An industry overhaul would be difficult, if not nearly impossible, to implement because horse racing has no national rule-making body. The National Thoroughbred Racing Association (NTRA), which sets best safety practices, has no teeth to mandate them. Instead, 38 racing jurisdictions set their own standards.

“We are more of a carrot organization than stick,” says Steve Koch, executive director of the Safety and Integrity Alliance at NTRA, which has accredited 23 tracks. Another 40 tracks are making efforts to be accredited, while others are not engaged with the alliance at all. “We’re making progress, but are not quite there yet.”

Federal oversight is still far off. The Horseracing Integrity Act of 2019 was introduced in the House earlier this year to establish a private, independent horse racing anti-doping authority. It has 69 cosponsors, but does not have full support from the industry. Prior versions of the legislation also failed to make headway in Congress.

History has shown that reforms triggered by horse deaths roll out slowly and inconsistently, from state to state and from track to track.

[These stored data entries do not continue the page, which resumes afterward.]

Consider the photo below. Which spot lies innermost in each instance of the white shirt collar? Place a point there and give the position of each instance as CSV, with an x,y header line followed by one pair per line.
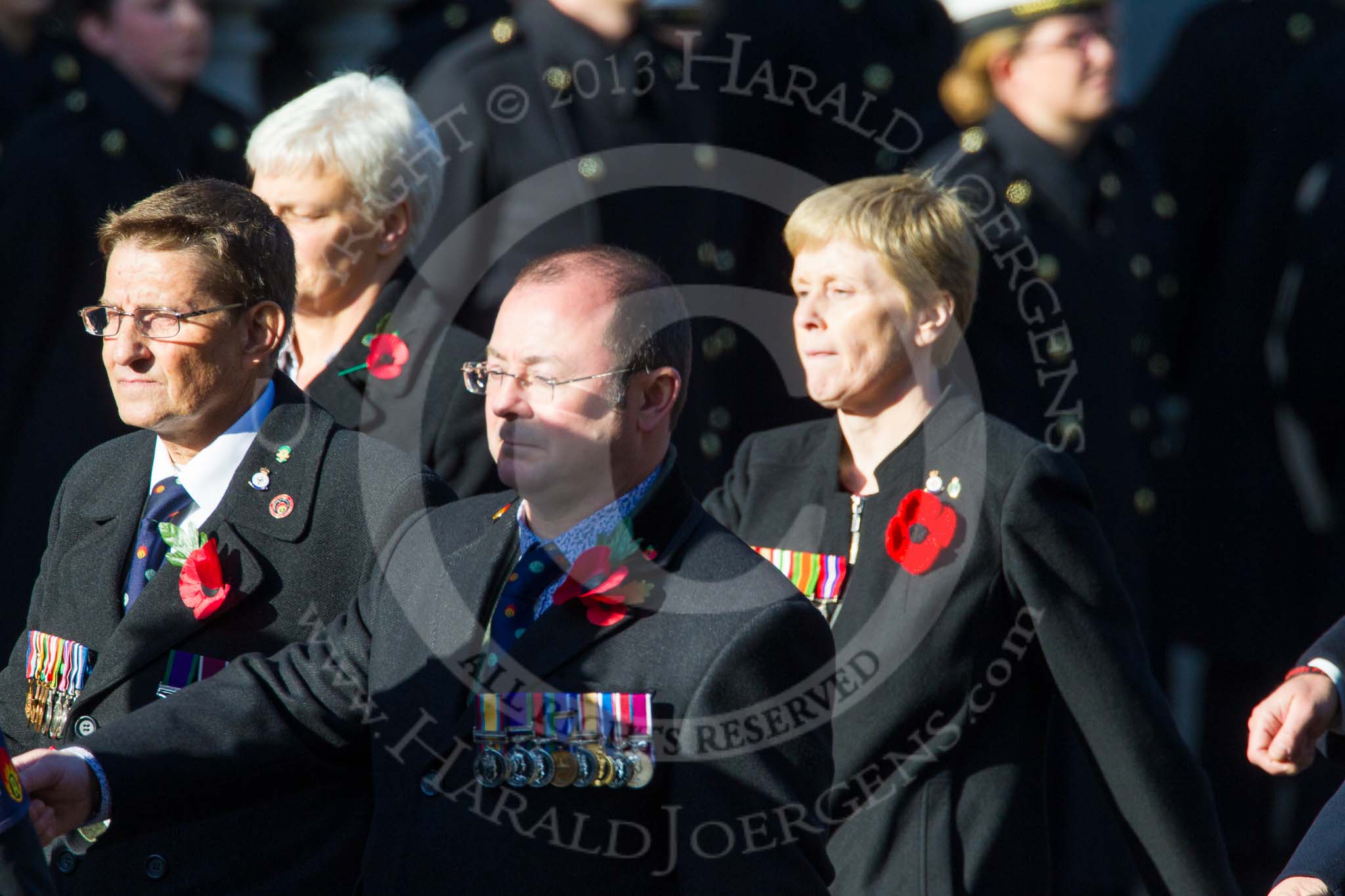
x,y
206,476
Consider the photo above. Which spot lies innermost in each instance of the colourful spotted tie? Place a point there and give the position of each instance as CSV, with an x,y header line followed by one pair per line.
x,y
165,501
535,571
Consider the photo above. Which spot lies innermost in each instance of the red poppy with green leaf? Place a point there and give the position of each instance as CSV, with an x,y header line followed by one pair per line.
x,y
606,593
201,585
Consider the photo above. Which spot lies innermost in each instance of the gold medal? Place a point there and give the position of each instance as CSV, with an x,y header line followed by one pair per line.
x,y
606,770
639,769
567,767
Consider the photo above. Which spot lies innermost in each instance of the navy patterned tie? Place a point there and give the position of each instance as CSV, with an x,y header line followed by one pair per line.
x,y
535,571
165,501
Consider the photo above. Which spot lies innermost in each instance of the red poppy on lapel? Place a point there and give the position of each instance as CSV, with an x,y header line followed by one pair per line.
x,y
386,355
607,593
202,582
939,523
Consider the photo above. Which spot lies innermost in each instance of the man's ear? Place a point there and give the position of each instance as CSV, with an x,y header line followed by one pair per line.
x,y
1000,68
396,228
651,396
95,34
934,320
264,330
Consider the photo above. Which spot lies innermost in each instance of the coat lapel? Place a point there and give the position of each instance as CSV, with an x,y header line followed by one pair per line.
x,y
159,620
662,523
114,517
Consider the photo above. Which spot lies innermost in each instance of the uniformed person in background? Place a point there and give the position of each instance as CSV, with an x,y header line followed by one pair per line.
x,y
1072,255
327,163
133,124
1067,343
1252,113
34,64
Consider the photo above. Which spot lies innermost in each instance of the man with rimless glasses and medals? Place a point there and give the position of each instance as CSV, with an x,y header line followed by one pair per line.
x,y
237,521
592,613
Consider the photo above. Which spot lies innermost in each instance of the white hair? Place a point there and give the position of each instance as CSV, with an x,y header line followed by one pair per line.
x,y
368,129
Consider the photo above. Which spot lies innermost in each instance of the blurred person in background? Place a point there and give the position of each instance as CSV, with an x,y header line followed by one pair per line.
x,y
1069,339
330,164
428,26
1248,119
34,65
132,127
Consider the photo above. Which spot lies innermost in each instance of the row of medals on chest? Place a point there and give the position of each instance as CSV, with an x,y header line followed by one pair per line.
x,y
521,757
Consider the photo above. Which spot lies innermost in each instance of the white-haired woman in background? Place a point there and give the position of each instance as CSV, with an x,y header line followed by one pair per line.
x,y
334,165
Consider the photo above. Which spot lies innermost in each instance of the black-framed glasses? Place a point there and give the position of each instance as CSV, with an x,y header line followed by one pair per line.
x,y
155,323
481,377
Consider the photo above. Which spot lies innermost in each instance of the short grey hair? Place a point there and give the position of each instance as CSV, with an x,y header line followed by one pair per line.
x,y
369,131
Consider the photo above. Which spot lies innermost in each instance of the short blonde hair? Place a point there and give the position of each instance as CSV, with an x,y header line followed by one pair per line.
x,y
965,89
366,129
919,228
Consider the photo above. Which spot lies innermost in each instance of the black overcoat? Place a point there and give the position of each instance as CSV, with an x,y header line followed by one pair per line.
x,y
288,576
718,643
940,727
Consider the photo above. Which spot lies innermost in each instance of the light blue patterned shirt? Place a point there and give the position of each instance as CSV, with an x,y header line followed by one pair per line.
x,y
583,535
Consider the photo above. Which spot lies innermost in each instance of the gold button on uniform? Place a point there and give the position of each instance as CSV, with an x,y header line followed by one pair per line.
x,y
973,139
1048,268
223,137
1301,27
1145,501
1165,205
65,68
115,142
1019,192
877,78
503,30
592,168
558,78
455,15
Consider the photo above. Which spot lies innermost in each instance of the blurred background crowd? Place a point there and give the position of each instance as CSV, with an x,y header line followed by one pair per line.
x,y
1196,382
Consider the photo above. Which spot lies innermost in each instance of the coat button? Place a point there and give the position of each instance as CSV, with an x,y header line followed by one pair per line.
x,y
1145,501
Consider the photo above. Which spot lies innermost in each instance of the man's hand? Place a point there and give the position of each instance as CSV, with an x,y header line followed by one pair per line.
x,y
60,792
1285,727
1301,887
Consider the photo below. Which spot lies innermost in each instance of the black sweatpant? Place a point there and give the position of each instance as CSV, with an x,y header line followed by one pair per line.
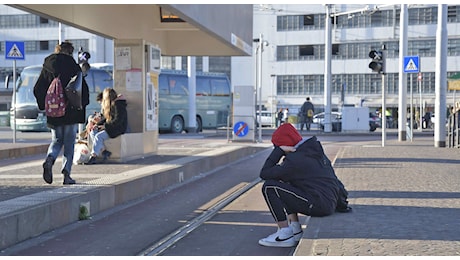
x,y
284,199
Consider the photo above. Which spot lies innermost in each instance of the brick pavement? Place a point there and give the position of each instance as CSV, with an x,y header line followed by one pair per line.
x,y
405,199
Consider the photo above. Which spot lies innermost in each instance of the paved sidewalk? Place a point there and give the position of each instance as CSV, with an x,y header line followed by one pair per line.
x,y
405,199
405,196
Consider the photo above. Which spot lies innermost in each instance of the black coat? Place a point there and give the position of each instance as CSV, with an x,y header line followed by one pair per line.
x,y
119,123
65,66
308,169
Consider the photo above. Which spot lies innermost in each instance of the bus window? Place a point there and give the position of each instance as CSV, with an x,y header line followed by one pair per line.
x,y
163,88
220,87
178,85
203,86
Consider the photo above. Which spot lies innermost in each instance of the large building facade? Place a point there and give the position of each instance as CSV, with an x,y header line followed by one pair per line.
x,y
293,62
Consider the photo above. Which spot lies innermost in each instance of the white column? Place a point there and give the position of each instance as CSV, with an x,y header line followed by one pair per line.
x,y
441,78
403,21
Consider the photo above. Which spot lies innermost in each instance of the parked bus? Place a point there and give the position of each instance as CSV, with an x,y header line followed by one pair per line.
x,y
213,100
29,117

For instance, after beloved Thoroughbreds Barbaro and Eight Belles died in the late 2000s, the industry began to collect fatal injury data for every U.S. track. Today, every racetrack reports injury death rates to a national database. But only a handful make those numbers public. In Kentucky, Keeneland and Turfway Park both report publicly. But Churchill Downs, home of the Kentucky Derby, does not. In March, the Louisville Courier-Journal discovered via a public records request that the death rate at Churchill Downs was 2.73 per 1,000 racing starts last year—more than 60% higher than the national average.

This week, the Derby track released a list of safety initiatives that it plans to support in the coming years, as well as a statement from Churchill Downs Inc. chief executive Bill Carstanjen: “As the host of the Kentucky Derby and a key leader in the racing industry, Churchill Downs has a heightened responsibility to implement the world’s best practices for caring for racehorses at our facilities.”

The NTRA’s Koch believes that efforts over the last decade, such as curbing doping drugs and evolving veterinarian protocols, have made a difference. While the U.S. racing fatality rate rose 4% in 2018 compared to the year before, since 2009 the fatality rate has actually declined 16%, from 2 deaths per 1,000 race starts in 2009 to 1.68 last year.

More change could be underway. In mid-April, 20 leading tracks pledged to phase out a drug called Lasix in the coming years. Lasix treats a rare lung condition, but, according to the Jockey Club, it is given to about 95% of horses on race day because it induces urination. Lighter and faster, the horses perform better, but need days to recover and rehydrate.

That’s good news leading into the Kentucky Derby. This year, like every year, America will fall for — and bet on — the Thoroughbreds at Churchill Downs. Now, the racing industry is under pressure to take better care of them.